我有一个Elasticsearch索引,其中有一些数据。我实现了该did-you- mean功能,所以当用户写错拼写的东西时,它可能会收到带有正确单词的建议。
did-you- mean
之所以使用短语建议者,是因为我需要一些简短的短语(例如名称)的建议,问题是索引中不存在某些建议。
例:
document in the index: coding like a master search: Codning like a boss suggestion: <em>coding</em> like a boss search result: not found
我的问题是,索引中没有与指定建议匹配的词组,因此它向我推荐了不存在的词组,因此会给我一个未找到的搜索词。
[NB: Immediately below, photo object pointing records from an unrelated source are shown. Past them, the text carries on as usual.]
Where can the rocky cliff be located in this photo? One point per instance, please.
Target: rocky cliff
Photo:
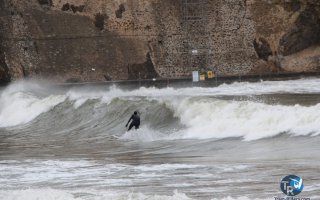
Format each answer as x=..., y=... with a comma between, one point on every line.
x=83, y=40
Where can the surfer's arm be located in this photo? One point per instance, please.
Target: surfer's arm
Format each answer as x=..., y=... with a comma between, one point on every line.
x=129, y=121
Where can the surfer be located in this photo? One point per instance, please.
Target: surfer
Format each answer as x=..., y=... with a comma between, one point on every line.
x=135, y=121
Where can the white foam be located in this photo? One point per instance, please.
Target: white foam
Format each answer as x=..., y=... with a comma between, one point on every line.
x=18, y=107
x=143, y=134
x=250, y=120
x=53, y=194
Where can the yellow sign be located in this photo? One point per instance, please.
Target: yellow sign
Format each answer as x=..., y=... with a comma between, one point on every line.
x=202, y=77
x=210, y=74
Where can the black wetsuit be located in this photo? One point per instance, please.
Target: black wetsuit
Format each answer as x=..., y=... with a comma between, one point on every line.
x=135, y=121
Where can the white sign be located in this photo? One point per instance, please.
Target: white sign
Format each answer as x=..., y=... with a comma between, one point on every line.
x=195, y=76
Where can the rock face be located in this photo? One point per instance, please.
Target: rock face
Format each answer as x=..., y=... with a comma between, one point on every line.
x=81, y=40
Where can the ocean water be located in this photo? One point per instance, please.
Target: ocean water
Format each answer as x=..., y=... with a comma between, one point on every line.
x=232, y=142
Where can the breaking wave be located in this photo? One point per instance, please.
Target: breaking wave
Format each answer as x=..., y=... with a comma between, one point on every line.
x=168, y=113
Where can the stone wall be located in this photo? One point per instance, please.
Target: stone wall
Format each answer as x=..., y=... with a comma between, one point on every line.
x=82, y=40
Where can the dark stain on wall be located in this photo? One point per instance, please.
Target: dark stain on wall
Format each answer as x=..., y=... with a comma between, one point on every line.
x=121, y=10
x=142, y=71
x=262, y=48
x=100, y=21
x=73, y=8
x=304, y=34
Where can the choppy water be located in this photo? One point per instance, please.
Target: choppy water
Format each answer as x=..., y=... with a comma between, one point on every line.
x=230, y=142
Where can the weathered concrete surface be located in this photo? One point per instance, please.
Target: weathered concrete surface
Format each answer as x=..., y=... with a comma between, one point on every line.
x=81, y=40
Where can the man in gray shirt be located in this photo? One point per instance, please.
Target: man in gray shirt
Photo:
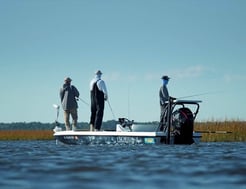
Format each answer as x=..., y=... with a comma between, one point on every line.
x=69, y=95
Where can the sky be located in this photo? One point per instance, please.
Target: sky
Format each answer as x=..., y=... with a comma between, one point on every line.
x=200, y=45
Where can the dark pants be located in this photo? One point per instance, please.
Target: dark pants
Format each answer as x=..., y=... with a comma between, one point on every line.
x=97, y=108
x=163, y=117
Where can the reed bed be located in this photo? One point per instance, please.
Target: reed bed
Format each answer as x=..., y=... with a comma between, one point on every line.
x=226, y=131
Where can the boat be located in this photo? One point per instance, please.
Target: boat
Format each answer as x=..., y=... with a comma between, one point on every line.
x=178, y=128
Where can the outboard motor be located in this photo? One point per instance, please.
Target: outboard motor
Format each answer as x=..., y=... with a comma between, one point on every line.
x=182, y=126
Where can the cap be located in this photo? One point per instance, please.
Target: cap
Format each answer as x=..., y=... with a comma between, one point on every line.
x=98, y=72
x=165, y=77
x=67, y=79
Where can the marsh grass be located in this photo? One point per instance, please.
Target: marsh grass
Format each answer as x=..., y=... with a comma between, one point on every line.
x=26, y=135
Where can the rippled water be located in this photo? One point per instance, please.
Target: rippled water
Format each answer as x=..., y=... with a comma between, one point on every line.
x=44, y=164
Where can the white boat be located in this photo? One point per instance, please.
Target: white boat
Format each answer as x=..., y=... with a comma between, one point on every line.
x=178, y=129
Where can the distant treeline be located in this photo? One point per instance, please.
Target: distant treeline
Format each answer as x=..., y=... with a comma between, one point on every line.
x=108, y=125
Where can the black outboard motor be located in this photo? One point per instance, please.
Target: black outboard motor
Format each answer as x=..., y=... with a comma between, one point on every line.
x=182, y=126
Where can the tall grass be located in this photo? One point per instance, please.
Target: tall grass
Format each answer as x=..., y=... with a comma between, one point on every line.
x=26, y=135
x=235, y=131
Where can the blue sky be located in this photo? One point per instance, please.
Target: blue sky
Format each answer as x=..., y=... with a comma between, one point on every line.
x=201, y=45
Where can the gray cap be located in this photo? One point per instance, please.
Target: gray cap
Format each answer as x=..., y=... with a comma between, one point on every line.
x=68, y=79
x=98, y=72
x=165, y=77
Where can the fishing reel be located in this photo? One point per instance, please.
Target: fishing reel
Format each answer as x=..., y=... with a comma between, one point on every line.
x=124, y=122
我该怎么办?短语建议者是否应该为索引中实际存在的短语提供建议?
在这里,我将保留相应的查询,映射和设置,以防万一。
设置和映射
{ "settings": { "index": { "number_of_shards": 3, "number_of_replicas": 1, "search.slowlog.threshold.fetch.warn": "2s", "index.analysis.analyzer.default.filter.0": "standard", "index.analysis.analyzer.default.tokenizer": "standard", "index.analysis.analyzer.default.filter.1": "lowercase", "index.analysis.analyzer.default.filter.2": "asciifolding", "index.priority": 3, "analysis": { "analyzer": { "suggests_analyzer": { "tokenizer": "lowercase", "filter": [ "lowercase", "asciifolding", "shingle_filter" ], "type": "custom" } }, "filter": { "shingle_filter": { "min_shingle_size": 2, "max_shingle_size": 3, "type": "shingle" } } } } }, "mappings": { "my_type": { "properties": { "suggest_field": { "analyzer": "suggests_analyzer", "type": "string" } } } } }
询问
{ "DidYouMean": { "text": "Codning like a boss", "phrase": { "field": "suggest_field", "size": 1, "gram_size": 1, "confidence": 2.0 } } }
谢谢你的帮助。
这实际上是预期的。如果您使用analytics api分析文档,则可以更好地了解正在发生的事情。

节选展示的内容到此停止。